University of Nebraska-Lincoln, USA

Title: Delivery of functional RNA cargos by dietary exosomes from cow’s milk in C57BL/6J mice


Janos Zempleni has obtained his PhD in Nutrition Science from the University of Giessen, Germany and received Postdoctoral training at Innsbruck University Medical School, Austria, Emory University School of Medicine, USA and the University of Arkansas for Medical Sciences, USA. He is the Willa Cather Professor of Molecular Nutrition at the University of Nebraska-Lincoln, USA, where he directs an NIH-funded obesity prevention and nutrient signaling center. He has published more than 200 papers and has been continuously funded by federal agencies and foundations for 15 years and is a Fellow of the American Association for the Advancement of Sciences.

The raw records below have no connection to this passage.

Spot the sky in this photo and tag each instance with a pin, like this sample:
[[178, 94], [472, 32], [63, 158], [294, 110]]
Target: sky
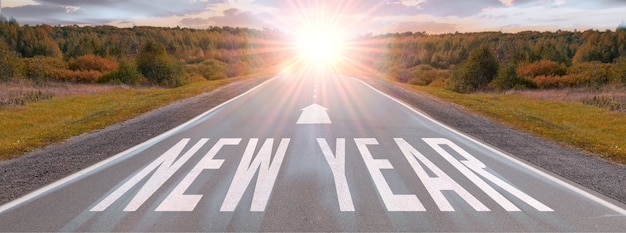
[[349, 17]]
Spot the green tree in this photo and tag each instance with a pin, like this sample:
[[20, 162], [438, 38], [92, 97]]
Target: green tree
[[9, 62], [476, 72], [507, 78], [126, 73], [158, 67], [618, 72]]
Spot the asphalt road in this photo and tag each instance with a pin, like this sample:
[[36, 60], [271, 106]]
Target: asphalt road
[[312, 151]]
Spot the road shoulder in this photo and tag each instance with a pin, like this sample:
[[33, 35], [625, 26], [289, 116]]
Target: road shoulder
[[587, 171], [44, 166]]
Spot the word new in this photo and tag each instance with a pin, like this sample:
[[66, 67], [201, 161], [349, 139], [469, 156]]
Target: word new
[[266, 167]]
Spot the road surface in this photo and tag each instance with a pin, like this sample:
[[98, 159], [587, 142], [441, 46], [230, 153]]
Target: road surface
[[312, 151]]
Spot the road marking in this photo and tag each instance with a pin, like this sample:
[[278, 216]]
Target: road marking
[[163, 167], [393, 202], [337, 163], [314, 114], [435, 185], [267, 169], [118, 157], [512, 159], [479, 168], [177, 200]]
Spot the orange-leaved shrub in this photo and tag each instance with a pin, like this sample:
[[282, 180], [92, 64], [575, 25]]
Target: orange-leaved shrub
[[542, 68], [92, 62]]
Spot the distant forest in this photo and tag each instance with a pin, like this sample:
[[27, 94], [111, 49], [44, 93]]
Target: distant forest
[[138, 55], [464, 62], [467, 62]]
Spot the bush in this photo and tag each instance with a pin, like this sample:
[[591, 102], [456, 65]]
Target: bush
[[542, 68], [209, 70], [127, 73], [79, 76], [158, 67], [476, 72], [590, 74], [41, 69], [617, 74], [507, 78], [9, 62], [424, 75], [92, 62]]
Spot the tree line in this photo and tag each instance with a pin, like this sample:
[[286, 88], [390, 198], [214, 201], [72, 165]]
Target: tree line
[[138, 55], [467, 62]]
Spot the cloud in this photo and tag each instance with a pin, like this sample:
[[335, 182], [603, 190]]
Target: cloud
[[429, 27], [373, 8], [103, 11], [444, 8], [232, 17]]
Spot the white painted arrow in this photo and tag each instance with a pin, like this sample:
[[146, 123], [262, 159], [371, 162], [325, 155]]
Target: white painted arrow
[[314, 114]]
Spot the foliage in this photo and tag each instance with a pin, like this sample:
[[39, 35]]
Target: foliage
[[610, 103], [617, 74], [542, 68], [9, 63], [475, 73], [507, 78], [42, 69], [127, 73], [424, 75], [158, 67], [568, 123], [209, 69], [91, 62]]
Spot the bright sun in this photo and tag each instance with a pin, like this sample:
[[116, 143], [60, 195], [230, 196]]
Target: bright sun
[[320, 45]]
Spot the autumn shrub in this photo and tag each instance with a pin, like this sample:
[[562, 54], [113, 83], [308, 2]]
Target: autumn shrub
[[554, 81], [507, 78], [158, 67], [617, 74], [476, 72], [542, 68], [209, 69], [127, 73], [92, 62], [41, 69], [424, 75], [590, 74], [9, 62], [79, 76]]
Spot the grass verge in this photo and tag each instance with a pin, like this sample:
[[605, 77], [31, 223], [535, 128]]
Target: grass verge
[[596, 130], [45, 122]]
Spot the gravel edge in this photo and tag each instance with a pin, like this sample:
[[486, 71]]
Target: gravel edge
[[38, 168], [583, 169], [44, 166]]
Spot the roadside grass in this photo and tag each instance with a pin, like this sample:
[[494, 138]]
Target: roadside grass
[[596, 130], [34, 125]]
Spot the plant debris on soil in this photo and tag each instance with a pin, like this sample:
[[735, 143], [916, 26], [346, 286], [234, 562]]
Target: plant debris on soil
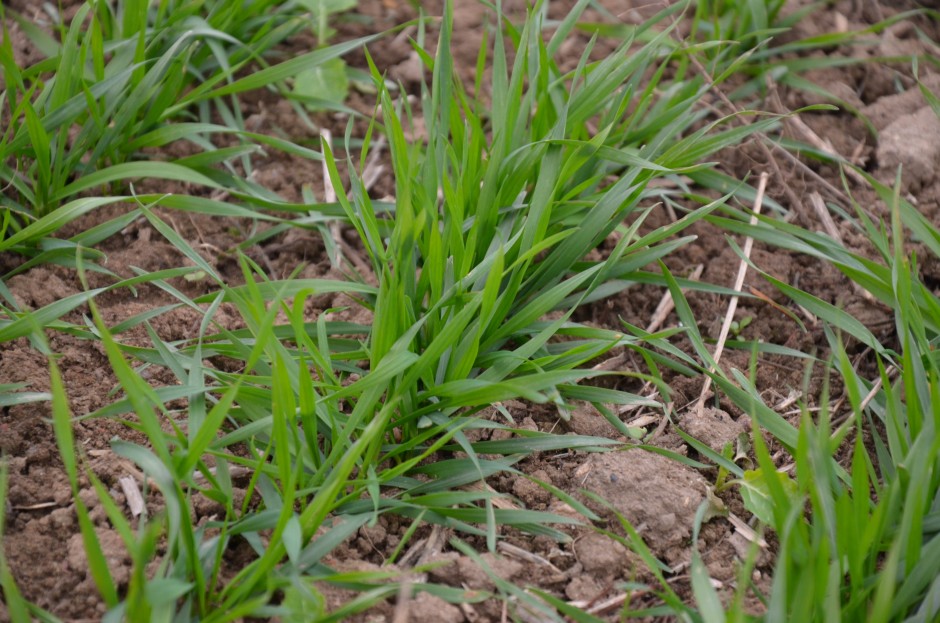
[[658, 495]]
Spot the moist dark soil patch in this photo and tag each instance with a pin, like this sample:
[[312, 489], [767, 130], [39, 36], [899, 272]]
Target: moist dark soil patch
[[41, 538]]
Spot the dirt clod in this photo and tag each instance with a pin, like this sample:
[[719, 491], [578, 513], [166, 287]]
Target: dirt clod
[[655, 494]]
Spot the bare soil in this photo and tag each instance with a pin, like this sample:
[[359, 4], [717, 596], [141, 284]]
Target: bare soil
[[658, 495]]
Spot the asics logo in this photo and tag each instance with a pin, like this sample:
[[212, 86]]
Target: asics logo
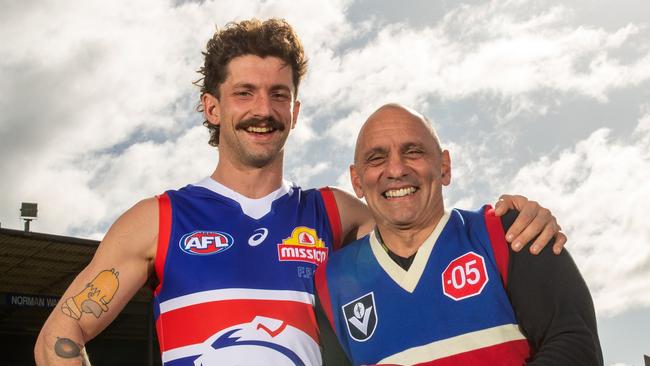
[[259, 236]]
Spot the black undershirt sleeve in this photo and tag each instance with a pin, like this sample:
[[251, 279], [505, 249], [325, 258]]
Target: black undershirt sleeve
[[553, 306], [333, 353]]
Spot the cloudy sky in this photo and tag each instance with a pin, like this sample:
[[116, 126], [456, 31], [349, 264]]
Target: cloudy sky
[[550, 99]]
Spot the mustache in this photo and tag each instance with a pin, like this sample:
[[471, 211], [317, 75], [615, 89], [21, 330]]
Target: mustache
[[268, 122]]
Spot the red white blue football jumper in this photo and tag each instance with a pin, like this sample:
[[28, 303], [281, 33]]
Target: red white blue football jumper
[[449, 308], [236, 274]]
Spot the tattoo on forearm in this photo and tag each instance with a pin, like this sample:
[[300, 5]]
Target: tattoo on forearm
[[94, 298], [67, 348]]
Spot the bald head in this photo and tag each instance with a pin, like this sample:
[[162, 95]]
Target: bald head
[[400, 169], [394, 113]]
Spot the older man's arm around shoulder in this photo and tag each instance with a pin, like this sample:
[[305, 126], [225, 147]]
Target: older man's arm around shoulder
[[554, 309], [121, 265], [356, 219]]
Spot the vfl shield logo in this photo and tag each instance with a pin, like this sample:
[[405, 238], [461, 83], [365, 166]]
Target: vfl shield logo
[[361, 317]]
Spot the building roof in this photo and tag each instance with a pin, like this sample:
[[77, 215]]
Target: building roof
[[43, 265]]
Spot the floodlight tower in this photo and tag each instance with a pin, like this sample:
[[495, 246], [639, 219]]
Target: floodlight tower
[[28, 212]]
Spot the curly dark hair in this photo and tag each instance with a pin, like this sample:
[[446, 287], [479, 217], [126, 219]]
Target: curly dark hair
[[272, 37]]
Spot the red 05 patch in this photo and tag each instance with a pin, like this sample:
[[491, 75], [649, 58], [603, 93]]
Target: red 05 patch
[[464, 277]]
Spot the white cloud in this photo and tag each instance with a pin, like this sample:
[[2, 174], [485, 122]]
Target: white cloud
[[502, 49], [598, 190], [96, 101]]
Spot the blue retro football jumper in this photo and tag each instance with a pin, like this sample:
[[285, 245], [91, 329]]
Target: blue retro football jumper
[[449, 308], [236, 274]]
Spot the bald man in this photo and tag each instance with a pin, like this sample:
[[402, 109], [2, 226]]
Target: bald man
[[435, 287]]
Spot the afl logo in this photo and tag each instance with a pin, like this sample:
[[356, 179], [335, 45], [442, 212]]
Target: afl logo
[[205, 242]]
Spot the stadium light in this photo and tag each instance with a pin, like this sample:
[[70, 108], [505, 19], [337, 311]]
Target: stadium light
[[28, 212]]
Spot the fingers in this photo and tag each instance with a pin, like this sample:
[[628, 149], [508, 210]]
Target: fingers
[[508, 201], [560, 241], [544, 237], [526, 226]]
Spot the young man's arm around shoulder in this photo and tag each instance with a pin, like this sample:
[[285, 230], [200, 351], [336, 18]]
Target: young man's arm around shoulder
[[121, 266]]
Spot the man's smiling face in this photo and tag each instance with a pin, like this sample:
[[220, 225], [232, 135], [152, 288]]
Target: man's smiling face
[[400, 169]]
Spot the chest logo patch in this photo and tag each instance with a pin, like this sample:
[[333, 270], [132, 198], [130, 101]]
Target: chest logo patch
[[303, 245], [206, 242], [361, 317], [464, 277]]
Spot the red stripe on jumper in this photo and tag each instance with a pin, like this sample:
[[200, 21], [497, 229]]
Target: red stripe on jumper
[[209, 318], [333, 215], [164, 232], [498, 241]]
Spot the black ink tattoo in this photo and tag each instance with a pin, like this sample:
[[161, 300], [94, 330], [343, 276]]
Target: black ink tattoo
[[67, 348]]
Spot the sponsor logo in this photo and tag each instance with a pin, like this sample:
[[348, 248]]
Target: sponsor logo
[[464, 277], [361, 317], [303, 245], [259, 236], [205, 242]]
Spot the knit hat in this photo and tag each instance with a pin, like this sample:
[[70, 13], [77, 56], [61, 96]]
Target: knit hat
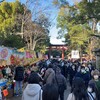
[[95, 72], [58, 70]]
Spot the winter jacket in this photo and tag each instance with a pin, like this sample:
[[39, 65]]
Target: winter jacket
[[49, 76], [32, 92], [19, 73]]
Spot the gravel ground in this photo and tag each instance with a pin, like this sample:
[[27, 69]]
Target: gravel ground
[[65, 95]]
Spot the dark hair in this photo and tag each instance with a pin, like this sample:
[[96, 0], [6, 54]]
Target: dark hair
[[79, 89], [33, 78], [50, 92]]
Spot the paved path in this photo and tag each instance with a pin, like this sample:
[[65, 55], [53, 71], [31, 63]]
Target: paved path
[[65, 95]]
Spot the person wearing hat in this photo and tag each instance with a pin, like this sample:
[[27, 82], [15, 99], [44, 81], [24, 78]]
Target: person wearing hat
[[33, 90], [95, 74]]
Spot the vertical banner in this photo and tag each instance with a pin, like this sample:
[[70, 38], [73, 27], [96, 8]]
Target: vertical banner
[[5, 54], [75, 54]]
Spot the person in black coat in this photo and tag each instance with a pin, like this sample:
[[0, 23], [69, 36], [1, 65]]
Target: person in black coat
[[72, 72], [19, 77]]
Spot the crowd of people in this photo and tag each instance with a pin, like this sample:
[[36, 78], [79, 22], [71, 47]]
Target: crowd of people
[[48, 80]]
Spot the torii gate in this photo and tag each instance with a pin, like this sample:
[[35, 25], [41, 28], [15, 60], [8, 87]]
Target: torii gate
[[61, 47]]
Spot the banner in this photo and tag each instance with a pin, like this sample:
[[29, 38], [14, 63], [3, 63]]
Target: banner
[[75, 54]]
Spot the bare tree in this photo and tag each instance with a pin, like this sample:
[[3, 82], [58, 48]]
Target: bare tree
[[34, 23]]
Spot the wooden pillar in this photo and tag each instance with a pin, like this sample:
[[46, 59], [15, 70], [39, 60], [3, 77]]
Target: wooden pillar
[[62, 53]]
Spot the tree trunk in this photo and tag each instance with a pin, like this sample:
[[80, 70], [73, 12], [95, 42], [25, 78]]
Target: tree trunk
[[31, 43]]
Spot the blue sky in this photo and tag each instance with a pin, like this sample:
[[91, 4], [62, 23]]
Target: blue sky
[[54, 11]]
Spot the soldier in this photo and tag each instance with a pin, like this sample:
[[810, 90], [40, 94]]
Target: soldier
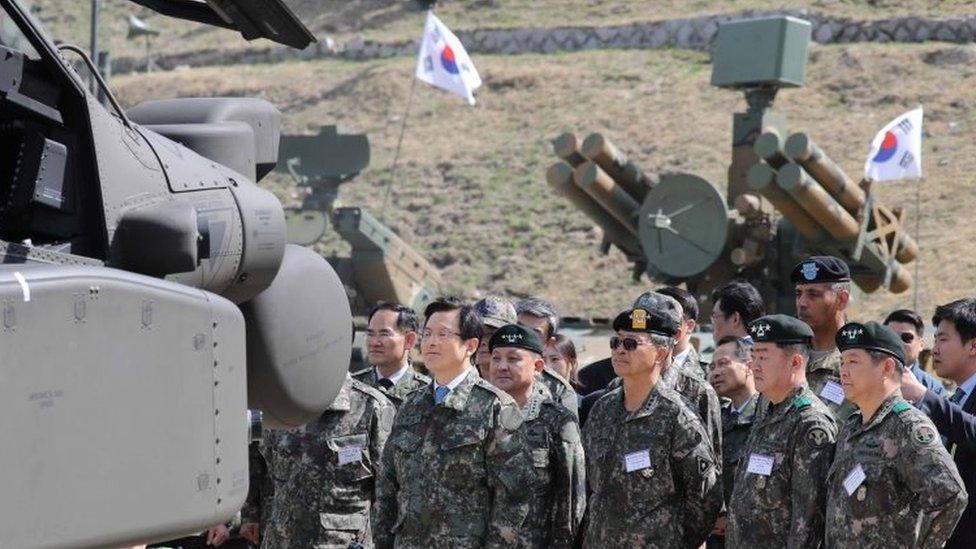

Various species of RNA, including microRNAs and mRNAs are encapsulated in exosomes from dietary sources, including cow’s milk. Encapsulation confers protection against degradation and provides a vehicle for intestinal uptake of exosomes and their RNA cargos by endocytosis. In previous studies we challenged the paradigm that microRNAs and mRNAs are derived solely from endogenous sources. We demonstrated that milk consumption causes a postprandial increase in plasma microRNAs (including bovine-specific microRNAs), endogenous microRNA synthesis is insufficient to compensate for dietary microRNA depletion and dietary microRNA are delivered to circulating cells and tissues to regulate gene expression in host organisms. Here we assessed the bioavailability and distribution of milk exosomes endogenously and exogenously labeled with fluorophores, phenotypes of exosome depletion and the functionality of milk exosome cargos in wild-type and transgenic mice. Dose-response studies of milk exosomes were conducted using a live mouse imaging system. Our data suggest that mice absorb milk exosomes and that a fraction of these exosomes escapes re-packaging in the intestinal mucosa and reaches tissues in intact form; the majority of exosomes accumulates in macrophages. Exosome feeding studies suggest that dietary depletion elicits a substantial decrease in fertility, intrauterine growth and postnatal survival; Exosome depletion also caused aberrant purine metabolism. Ongoing studies suggest that dietary exosomes extend the life span of tamoxifen-inducible Drosha conditional knockout mice and that mRNA cargo in milk exosomes can be translated into proteins.